Secret VAT deductions
Companies have been pressing the South African Revenue Service (Sars) to allow VAT deductions on holding company expenses, corporate finance fees incurred relating to BEE transactions and company reorganisations, investment transactions and the apportionment of dividend income but have had few successes.
Victories have, however, been won on holding company expenses.
The debacle on holding company expenses began about four years ago when Sars targeted a number of these companies and disallowed the VAT they claimed on expenses, such as, JSE listing fees, publication of annual reports, shareholder communications, corporate advertisements and transfer secretary fees on the basis that these expenses are not attributable to the taxable activities of the companies concerned, but are related to the "juristic nature" of the company. This was not considered by Sars to be an enterprise activity, and therefore not deductible. In some instances Sars also disallowed corporate finance or advisory expenses incurred with regard to company re-organisations, unbundling and BEE transactions.

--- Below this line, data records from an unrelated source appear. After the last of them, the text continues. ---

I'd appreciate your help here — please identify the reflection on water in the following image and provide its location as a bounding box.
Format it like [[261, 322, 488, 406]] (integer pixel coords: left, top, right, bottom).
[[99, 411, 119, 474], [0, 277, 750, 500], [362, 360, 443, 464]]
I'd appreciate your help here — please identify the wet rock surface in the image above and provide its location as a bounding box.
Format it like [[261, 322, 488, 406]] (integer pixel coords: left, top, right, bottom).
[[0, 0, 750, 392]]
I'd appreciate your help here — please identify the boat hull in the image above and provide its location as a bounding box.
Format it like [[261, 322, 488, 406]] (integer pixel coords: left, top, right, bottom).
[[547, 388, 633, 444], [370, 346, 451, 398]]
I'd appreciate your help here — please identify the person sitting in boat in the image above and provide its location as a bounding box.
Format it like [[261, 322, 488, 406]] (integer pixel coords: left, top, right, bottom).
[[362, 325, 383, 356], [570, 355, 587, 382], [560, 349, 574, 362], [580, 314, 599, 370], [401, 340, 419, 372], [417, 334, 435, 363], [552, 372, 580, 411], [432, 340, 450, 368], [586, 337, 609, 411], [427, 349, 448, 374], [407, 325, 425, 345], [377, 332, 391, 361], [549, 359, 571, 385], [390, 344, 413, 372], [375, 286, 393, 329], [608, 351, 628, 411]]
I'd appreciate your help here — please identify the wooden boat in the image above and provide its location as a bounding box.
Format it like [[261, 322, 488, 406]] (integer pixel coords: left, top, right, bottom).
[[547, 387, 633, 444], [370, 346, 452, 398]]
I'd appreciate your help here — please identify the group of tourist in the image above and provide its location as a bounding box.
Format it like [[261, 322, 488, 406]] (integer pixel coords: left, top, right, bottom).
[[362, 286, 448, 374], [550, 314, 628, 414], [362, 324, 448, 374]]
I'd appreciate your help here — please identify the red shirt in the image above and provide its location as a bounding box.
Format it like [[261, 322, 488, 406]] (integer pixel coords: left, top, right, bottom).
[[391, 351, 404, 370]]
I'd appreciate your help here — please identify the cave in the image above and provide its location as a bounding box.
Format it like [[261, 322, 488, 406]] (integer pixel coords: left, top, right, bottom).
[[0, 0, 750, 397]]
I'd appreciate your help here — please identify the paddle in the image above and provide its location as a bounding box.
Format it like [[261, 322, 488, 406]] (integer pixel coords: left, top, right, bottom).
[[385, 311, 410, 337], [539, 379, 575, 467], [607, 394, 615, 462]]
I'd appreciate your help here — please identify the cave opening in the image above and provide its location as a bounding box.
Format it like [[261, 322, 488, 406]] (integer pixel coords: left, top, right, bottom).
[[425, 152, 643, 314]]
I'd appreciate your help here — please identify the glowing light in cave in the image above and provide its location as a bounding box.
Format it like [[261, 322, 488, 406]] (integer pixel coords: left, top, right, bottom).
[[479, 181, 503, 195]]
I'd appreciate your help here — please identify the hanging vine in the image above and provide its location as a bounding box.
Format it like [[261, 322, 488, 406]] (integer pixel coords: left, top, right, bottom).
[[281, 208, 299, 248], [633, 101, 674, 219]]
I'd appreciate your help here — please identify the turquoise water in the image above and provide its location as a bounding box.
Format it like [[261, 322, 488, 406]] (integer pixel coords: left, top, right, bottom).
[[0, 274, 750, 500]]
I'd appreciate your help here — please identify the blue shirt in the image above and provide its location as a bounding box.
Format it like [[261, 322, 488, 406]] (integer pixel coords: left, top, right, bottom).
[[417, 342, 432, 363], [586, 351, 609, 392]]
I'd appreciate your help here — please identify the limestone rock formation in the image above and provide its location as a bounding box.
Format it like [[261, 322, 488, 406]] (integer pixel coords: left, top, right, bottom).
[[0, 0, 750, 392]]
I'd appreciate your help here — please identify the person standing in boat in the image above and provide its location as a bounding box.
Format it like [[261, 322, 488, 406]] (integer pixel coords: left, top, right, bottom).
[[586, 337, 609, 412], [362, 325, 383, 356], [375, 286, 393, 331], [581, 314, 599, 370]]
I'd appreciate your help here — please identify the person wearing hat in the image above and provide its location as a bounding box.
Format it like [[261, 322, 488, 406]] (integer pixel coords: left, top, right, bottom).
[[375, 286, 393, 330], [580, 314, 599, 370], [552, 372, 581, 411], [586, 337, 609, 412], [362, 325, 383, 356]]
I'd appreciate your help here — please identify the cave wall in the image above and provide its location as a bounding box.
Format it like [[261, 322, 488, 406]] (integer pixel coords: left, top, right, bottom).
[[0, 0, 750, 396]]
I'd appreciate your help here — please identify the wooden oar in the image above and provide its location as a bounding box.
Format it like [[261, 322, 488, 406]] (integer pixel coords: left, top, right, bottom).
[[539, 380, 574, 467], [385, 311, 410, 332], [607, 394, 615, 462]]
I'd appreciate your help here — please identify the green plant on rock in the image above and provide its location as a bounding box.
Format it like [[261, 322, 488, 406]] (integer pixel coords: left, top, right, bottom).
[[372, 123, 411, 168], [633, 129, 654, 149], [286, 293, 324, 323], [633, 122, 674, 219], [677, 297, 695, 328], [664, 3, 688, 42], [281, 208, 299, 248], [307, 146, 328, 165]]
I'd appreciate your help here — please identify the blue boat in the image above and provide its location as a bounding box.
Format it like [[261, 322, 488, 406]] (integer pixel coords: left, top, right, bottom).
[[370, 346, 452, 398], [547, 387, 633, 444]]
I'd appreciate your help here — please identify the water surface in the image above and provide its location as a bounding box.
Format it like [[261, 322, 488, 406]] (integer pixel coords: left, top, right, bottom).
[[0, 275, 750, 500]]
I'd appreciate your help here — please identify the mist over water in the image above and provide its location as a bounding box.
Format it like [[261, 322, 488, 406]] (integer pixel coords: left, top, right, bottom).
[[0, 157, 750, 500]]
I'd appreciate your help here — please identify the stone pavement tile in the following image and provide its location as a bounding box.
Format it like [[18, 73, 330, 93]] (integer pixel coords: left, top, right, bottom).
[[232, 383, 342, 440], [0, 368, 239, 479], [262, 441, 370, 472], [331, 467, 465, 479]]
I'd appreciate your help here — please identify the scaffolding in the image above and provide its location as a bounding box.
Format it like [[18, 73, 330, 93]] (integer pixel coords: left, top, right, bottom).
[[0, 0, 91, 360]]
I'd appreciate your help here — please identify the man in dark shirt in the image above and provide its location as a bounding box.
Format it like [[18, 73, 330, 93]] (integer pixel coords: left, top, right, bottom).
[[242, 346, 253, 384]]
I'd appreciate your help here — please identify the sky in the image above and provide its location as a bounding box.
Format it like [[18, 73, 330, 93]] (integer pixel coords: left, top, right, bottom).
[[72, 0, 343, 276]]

A large number of companies objected and appealed against the additional assessments issued by Sars.
Sars has now entered into discussions with these companies directly on an individual basis in order to reach settlement on the disputes. From these discussions Sars has indicated that it would generally accept that the following expenses, which are at least partly attributable to the taxable activities of the company:
- JSE listing fees,
- publication of annual reports,
- shareholder communications,
- corporate advertisements and
- transfer secretary fees.
The VAT on these expenses can be claimed to the extent that the company makes taxable supplies. In determining the extent to which the company makes taxable supplies, Sars generally considers the revenue streams of the company concerned. However, if such revenue also includes dividend income, Sars has ruled that such dividend must be included in the formula of taxable / total revenue to calculate the percentage of VAT claimable, to the detriment of vendors who received dividend income from their subsidiaries. Submissions have been made by accountants and lawyers that dividends should be excluded from the formula because no expenses are generally incurred to generate dividend income. These submissions have not been successful.

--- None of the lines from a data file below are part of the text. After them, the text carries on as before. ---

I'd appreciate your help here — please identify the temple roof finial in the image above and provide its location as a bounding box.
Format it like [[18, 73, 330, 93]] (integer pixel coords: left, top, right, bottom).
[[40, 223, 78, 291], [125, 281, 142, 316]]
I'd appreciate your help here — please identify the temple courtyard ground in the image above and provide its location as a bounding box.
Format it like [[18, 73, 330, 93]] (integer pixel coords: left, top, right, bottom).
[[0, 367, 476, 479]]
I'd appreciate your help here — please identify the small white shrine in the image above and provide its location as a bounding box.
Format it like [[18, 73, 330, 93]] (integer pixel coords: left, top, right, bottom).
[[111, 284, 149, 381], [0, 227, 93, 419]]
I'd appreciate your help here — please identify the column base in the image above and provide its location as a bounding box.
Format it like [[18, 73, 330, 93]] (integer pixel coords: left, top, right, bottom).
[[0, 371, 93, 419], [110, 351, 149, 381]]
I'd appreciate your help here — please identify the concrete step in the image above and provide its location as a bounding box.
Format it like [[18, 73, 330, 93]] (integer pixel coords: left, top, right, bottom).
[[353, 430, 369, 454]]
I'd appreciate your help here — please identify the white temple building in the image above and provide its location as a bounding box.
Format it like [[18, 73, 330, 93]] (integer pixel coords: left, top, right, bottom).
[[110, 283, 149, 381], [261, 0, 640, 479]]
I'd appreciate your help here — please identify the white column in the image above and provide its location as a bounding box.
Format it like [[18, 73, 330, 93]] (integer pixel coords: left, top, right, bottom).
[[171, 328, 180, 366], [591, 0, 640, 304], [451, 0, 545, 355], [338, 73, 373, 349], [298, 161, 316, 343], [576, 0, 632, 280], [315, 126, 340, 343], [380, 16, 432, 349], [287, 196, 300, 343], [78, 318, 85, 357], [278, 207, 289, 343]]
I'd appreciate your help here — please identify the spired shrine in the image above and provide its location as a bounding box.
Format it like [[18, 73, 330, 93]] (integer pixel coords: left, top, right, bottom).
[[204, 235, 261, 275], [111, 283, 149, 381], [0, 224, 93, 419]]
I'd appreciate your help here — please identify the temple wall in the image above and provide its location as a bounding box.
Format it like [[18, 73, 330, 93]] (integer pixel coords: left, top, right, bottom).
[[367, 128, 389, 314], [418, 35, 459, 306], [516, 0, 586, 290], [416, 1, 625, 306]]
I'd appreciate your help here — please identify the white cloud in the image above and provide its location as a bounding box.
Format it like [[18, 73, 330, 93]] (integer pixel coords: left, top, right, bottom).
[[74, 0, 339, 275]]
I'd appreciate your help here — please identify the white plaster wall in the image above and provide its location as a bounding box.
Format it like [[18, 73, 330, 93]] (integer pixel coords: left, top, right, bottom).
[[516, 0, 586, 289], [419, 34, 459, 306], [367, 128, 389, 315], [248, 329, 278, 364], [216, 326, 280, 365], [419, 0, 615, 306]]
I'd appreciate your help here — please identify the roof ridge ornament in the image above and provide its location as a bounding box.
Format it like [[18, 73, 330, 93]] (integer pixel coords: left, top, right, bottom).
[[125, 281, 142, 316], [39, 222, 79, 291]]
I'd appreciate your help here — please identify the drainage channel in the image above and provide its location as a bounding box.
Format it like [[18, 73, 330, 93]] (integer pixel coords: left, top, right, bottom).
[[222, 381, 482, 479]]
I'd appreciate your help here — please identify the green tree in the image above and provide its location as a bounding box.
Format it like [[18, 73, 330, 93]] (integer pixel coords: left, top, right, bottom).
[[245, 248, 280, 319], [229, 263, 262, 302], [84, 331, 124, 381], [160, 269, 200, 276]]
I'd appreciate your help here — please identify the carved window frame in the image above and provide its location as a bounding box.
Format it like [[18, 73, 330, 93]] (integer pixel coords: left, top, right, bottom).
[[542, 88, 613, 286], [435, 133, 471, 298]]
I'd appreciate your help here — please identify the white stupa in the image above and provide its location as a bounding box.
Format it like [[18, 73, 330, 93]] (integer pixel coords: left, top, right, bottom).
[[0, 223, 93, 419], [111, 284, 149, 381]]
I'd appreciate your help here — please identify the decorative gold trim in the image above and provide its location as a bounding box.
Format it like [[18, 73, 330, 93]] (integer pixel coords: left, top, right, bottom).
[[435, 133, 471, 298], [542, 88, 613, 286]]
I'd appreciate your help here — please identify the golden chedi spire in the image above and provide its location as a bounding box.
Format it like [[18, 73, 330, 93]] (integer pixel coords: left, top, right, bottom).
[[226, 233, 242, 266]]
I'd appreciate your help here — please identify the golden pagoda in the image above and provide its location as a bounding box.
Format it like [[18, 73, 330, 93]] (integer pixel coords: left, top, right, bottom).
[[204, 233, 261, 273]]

Companies have also not had much luck on getting Sars to make a policy decision on the VAT status of corporate finance fees incurred relating to BEE transactions, ie, as to whether the VAT thereon qualifies as input tax or not.
Where costs are incurred in relation to company reorganisation and unbundling expenses, Sars requires an analysis of the various services rendered, and will apply the general VAT input tax rules to each of the underlying activities. For example, where corporate finance costs were incurred relating to the issue of shares or debentures, no input tax deduction is allowed, but where a taxable business is acquired, the VAT on the corporate finance fees will generally be allowed.